(Updates with letter from state in seventh paragraph.)
July 10 (Bloomberg) -- Lyft Inc. isn’t authorized to offer ride-sharing in New York, the city’s taxi regulator said, just days before it was due to start service.
The service hasn’t complied with safety requirements and licensing criteria, and the city’s rules and laws will be enforced, the New York City Taxi & Limousine Commission said in an e-mailed statement yesterday. Lyft said it still plans to start operations in the city tomorrow.
Lyft’s debut would offer more competition to Uber Technologies Inc. in the booming market for new ways to move people and cars more efficiently through cities. By disrupting local taxi industries, car-booking and ride-sharing apps have faced lawsuits in the U.S. and demonstrations in cities from London and Madrid to Berlin and Paris.
“Every rider deserves the safety and consumer protections our rules provide,” Meera Joshi, chair of the Taxi & Limousine Commission, said in the statement. “We’re still hopeful that Lyft will accept our offer to help them do the right thing for New York City passengers.”
The commission’s licensing and base station rules don’t apply to Lyft’s ride-sharing model, Erin Simpson, a spokeswoman for San Francisco-based Lyft, said in an e-mailed statement.
“It’s important to clarify that our differences of opinion are not about safety standards, and that’s because we put safety first,” she said. “We will never waver in keeping our drivers and passengers safe.”
Cease and Desist
Adding to Lyft’s challenges, the New York State Department of Financial Services on July 8 issued a cease and desist letter, saying that the company is violating the state’s laws, including selling insurance directly to New York drivers and requiring them to buy from a specific insurer in order to join Lyft’s program. Benjamin Lawsky, the superintendent of the department, said in the letter that DFS is willing to work with Lyft to determine how the company can operate legally in the state.
“Lyft must cease violating New York law by suspending its ongoing operations and postponing any further launches in New York,” Lawsky wrote. “Should Lyft fail to comply with this directive, DFS will take appropriate action to protect New York consumers and the New York private passenger insurance market.”
Simpson, the Lyft spokeswoman, said the company is having productive conversations with the Department of Financial Services, and thinks it can resolve all the issues raised in the letter.
Lyft rival Uber has been operating in New York since 2011, and this week reached an agreement with New York Attorney General Eric Schneiderman to limit its peak-pricing tactics and cap fees during emergencies.

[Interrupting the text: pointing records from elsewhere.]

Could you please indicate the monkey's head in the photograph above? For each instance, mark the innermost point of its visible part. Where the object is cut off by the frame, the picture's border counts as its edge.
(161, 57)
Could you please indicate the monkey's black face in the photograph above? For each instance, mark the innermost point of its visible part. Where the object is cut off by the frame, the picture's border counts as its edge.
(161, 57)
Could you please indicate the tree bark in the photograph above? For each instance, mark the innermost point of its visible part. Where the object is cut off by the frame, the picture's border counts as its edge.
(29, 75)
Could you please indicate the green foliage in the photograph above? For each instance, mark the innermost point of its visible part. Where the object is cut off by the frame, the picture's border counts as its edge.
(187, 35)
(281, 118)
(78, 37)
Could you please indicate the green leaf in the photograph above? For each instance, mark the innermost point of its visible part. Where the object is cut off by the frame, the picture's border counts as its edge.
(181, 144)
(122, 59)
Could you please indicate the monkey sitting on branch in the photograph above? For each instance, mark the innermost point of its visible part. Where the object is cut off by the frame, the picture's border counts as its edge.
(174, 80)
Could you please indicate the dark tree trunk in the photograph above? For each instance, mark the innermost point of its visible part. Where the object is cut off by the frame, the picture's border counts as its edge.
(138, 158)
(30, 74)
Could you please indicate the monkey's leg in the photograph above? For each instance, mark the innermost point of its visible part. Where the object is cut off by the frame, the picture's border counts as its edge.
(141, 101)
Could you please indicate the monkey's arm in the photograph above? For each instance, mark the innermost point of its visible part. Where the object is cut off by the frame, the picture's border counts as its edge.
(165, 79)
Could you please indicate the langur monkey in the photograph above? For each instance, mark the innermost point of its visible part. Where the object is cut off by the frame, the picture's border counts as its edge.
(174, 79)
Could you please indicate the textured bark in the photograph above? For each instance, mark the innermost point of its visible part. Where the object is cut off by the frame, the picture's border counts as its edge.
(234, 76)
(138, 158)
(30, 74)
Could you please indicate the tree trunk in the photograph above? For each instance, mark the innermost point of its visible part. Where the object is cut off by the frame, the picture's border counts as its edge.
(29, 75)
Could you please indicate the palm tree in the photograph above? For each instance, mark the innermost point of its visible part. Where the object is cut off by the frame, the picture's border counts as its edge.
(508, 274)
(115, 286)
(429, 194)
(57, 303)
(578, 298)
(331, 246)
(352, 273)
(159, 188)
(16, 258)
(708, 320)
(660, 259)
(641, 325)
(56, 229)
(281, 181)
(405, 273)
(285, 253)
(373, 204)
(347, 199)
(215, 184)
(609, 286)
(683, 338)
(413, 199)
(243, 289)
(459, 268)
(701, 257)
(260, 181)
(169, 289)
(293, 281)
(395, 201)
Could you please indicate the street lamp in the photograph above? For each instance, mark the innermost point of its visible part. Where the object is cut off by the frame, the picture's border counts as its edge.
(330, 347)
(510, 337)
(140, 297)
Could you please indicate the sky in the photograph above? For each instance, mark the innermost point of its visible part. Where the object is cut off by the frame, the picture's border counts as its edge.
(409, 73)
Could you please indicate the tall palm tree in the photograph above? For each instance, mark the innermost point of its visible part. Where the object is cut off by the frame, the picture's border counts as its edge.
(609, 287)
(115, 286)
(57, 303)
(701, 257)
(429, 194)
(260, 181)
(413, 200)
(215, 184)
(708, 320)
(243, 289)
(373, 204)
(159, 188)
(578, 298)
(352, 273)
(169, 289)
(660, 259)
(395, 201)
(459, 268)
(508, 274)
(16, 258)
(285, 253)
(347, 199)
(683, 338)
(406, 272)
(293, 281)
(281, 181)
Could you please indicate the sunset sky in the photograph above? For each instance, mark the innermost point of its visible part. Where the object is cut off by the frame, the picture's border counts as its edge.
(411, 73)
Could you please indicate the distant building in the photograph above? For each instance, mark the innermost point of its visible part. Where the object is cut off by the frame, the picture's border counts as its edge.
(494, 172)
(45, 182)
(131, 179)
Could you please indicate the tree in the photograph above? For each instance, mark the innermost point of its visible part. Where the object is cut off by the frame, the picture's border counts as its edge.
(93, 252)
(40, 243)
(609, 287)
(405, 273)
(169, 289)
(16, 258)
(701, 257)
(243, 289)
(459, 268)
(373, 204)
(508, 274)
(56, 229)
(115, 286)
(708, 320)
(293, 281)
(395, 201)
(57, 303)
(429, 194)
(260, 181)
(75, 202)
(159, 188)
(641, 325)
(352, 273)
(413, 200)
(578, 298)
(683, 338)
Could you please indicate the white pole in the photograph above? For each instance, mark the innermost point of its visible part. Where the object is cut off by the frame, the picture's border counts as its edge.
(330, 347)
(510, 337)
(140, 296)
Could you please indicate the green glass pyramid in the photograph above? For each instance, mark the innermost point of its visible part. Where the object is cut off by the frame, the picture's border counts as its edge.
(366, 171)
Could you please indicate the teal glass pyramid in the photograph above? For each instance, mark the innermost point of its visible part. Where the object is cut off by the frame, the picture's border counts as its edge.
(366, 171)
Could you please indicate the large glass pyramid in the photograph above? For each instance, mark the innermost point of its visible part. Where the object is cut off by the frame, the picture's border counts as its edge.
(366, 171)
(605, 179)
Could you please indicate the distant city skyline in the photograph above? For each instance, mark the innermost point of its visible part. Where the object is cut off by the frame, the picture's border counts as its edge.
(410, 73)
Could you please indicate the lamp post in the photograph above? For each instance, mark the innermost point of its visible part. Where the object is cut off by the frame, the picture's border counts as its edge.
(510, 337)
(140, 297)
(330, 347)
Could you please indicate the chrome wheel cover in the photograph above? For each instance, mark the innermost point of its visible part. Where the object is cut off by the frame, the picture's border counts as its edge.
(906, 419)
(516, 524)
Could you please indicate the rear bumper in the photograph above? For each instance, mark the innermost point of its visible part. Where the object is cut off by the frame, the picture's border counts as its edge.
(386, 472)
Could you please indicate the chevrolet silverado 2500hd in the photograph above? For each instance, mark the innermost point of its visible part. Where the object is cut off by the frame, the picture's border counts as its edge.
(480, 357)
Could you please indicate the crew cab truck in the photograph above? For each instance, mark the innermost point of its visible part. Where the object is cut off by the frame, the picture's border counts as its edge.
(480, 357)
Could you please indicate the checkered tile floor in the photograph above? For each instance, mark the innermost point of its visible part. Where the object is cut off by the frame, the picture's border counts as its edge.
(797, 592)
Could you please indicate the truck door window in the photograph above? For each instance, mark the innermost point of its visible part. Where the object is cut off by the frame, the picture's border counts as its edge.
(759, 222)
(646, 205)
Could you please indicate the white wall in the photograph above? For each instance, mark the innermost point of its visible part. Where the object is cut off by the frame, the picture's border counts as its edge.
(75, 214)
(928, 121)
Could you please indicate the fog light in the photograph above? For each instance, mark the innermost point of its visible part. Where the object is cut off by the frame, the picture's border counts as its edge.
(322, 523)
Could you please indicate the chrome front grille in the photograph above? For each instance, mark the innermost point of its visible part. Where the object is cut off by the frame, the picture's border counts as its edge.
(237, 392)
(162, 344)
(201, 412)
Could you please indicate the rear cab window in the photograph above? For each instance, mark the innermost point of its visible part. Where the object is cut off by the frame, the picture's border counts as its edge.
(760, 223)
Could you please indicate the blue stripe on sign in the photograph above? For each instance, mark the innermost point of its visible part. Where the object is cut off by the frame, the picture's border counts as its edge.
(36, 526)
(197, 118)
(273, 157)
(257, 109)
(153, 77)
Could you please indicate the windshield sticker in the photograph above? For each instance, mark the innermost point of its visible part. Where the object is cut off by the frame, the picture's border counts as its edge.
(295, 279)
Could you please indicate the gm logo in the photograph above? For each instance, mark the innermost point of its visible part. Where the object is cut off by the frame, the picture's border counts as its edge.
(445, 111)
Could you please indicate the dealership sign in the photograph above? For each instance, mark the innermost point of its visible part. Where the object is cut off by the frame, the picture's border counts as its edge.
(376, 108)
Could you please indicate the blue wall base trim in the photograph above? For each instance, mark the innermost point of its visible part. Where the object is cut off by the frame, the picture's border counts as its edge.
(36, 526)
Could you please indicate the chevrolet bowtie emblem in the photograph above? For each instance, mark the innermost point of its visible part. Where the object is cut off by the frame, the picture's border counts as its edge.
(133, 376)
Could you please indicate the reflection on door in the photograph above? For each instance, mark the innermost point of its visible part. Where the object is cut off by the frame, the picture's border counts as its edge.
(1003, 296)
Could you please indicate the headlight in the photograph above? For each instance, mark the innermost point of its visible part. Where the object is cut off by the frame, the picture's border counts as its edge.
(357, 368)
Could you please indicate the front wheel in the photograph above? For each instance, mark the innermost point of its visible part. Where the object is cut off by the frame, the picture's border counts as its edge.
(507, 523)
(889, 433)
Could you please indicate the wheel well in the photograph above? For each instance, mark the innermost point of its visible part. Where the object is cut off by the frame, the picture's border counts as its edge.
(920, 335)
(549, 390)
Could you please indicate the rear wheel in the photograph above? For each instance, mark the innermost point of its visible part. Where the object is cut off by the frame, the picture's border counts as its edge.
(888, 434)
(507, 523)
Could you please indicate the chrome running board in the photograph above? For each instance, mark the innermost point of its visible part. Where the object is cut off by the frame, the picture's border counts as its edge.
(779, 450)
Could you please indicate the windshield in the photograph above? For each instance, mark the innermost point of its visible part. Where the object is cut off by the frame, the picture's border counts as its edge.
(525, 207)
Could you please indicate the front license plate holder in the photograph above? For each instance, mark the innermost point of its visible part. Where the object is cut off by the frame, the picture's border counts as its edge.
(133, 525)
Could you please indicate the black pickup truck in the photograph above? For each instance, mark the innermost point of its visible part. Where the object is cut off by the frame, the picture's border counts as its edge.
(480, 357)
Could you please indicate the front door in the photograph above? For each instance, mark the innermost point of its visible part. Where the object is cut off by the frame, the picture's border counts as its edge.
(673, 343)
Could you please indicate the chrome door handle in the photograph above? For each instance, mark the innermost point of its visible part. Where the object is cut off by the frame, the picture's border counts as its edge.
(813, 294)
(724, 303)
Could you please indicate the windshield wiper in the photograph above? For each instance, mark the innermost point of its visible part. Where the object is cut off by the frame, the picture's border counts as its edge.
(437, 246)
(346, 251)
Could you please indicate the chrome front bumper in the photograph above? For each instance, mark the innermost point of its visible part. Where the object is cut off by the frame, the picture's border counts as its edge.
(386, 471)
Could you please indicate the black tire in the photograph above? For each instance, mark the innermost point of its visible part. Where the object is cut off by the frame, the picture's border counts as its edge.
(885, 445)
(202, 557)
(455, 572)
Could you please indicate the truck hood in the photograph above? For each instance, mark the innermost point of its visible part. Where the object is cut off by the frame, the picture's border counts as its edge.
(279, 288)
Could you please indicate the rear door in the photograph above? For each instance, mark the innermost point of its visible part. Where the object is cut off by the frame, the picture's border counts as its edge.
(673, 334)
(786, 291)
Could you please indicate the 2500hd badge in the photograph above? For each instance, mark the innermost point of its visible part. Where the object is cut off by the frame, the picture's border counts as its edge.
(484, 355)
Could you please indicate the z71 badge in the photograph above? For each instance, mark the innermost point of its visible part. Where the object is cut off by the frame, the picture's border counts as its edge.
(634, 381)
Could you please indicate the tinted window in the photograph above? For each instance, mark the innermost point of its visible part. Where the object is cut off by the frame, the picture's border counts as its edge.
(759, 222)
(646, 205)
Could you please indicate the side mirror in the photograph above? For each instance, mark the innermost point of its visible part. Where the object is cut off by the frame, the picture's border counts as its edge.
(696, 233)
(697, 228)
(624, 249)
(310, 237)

While UberX is a ride-sharing service that competes directly with Lyft in other cities, UberX drivers in New York have official taxi licenses and follow a more conventional commercial model.
“Due to TLC regulations, Uber does not currently have a ride-sharing platform in New York,” Nairi Hourdajian, a spokeswoman for Uber, said in an e-mailed statement. “If regulators embrace ride-sharing with a relaxed approach to licensing and enforcement with other companies, Uber will be excited to launch our ride-sharing platform soon in the state of New York.”
Uber temporarily cut the price of its UberX service by 20 percent in New York this week, striving to become cheaper than taxis as Lyft enters the car-service market.
Lyft planned to begin New York operations with 500 drivers. In April, the startup received $250 million from investors including Alibaba Group Holding Ltd. and has been rolling out its service in new cities.
Uber was valued at $17 billion last month in a new financing round, making it worth more than public companies such as Hertz Global Holdings Inc. and retailer Best Buy Co.
--With assistance from Serena Saitto in New York.